I would just heat the pumpkin puree to the correct mash temperature, or a bit higher, and then add it to the infused mash.

Agree. This is by far the easiest approach, though most ovens don't go that low so you would need to monitor it a bit and run the oven at the lower setting.

I can easily see why people resort to RIMS systems at some point. Or decoction mashes, if you have the time.

Amen. In the process of building a direct-fire mash right now. I have the arduino PID controller built, now I just need to cut up my keg and get some low pressure propane plumbing and furnace valve. Step mashing --- here I come.
 
IslandLizard said:
I would just heat the pumpkin puree to the correct mash temperature, or a bit higher, and then add it to the infused mash.

Probably because I'm an engineer but to me running a couple of numbers in a simple equation feels easier than breaking out another pot, heating and stirring and measuring temps.
 
Yeah, I just don't want to crap up my HLT. That's the one vessel that I don't have to clean religiously.

You could probably just do what I mentioned and put the puree in a bowl and mix in some hot water in it, then put it in the mash tun. You could even microwave some water in a 1 - 2 quart pyrex and use that to mix with the pumpkin, instead of worrying about the strike water temperature.
 
*faceslap*

Sorry for the ill-advice. I don't have a HLT, just a direct-fire mash tun I heat the strike up in.

Do you do no-sparge, or do you have an alternative way to heat up your sparge water?

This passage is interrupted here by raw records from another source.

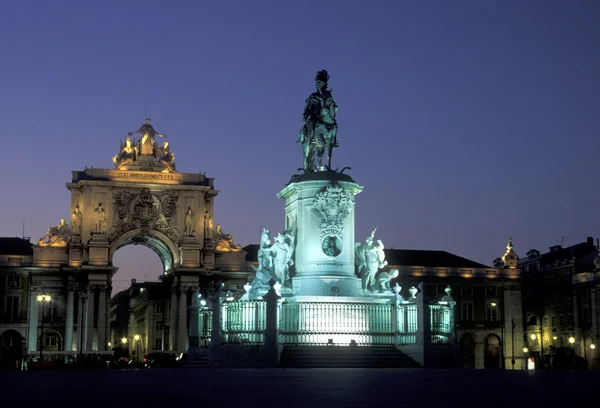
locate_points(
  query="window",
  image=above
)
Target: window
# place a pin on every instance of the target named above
(467, 311)
(49, 341)
(11, 308)
(492, 291)
(585, 314)
(13, 282)
(50, 312)
(492, 312)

EDIT: I guess after further consideration, you probably heat the sparge water in the MT? Haha, if so, dunce cap for me! That probably adds a bit of time to your brew day, if that's the case, right?
 
Do you do no-sparge, or do you have an alternative way to heat up your sparge water?

EDIT: I guess after further consideration, you probably heat the sparge water in the MT? Haha, if so, dunce cap for me! That probably adds a bit of time to your brew day, if that's the case, right?

I got another pot for my sparge water...I heat up the sparge just before I start my mash out. I pour the grains through a paint strainer in a colander into my kettle...do it back into the MT then to the kettle. I start boiling the wort while I add the sparge to my MT and repeat the process using the sparge pot and MT. Super ghetto but I hit 70% everytime...I hit 80% on a 12% barleywine and turned it into a monster. Super cheap and and no hassle with smaller batch sizes.

I bought I 5 gallon kettle..got the drilled hole and the kettle conversion kit. Even got a cooler and the conversion kit. They just sit in my basement never used as I see no need to change my system after several years, especially with the consistent results I get.